Ledger confirmed that customers who purchased devices via payment processor Global‑e had names and contact details exposed after Global‑e detected unusual cloud activity on Jan 5, 2026. Ledger said firmware, private keys and seed phrases were not compromised but warned affected users face heightened phishing and social‑engineering risk.

Ledger disclosed that a subset of customers who purchased hardware wallets through Global‑e were impacted by a third‑party data exposure after the payment processor detected unusual cloud activity on Jan 5, 2026. The compromised data reportedly included purchasers' names and contact details; Ledger emphasized that wallet firmware, private keys and seed phrases remained secure and were not accessed.
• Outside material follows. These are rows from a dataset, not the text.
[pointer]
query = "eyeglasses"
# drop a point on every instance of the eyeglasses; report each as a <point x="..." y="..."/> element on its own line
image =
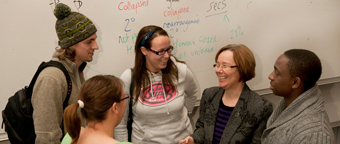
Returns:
<point x="224" y="66"/>
<point x="162" y="52"/>
<point x="125" y="97"/>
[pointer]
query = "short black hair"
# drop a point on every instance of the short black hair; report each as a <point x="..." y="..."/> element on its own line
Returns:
<point x="304" y="64"/>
Despite no direct compromise of cryptographic secrets, Ledger and security experts warned the leak substantially increases the risk of sophisticated phishing, targeted social‑engineering and impersonation campaigns aimed at tricking affected users into revealing credentials or approving fraudulent transactions. Ledger said it is working with Global‑e to notify impacted customers and urged heightened vigilance: verify any communications through official Ledger channels, avoid clicking unsolicited links, confirm addresses manually, and enable platform security features like two‑factor authentication. The incident highlights the systemic risk posed by breaches at ancillary vendors in the crypto supply chain and reinforces advice to treat unexpected support requests or account‑specific messages with extreme caution while investigations continue.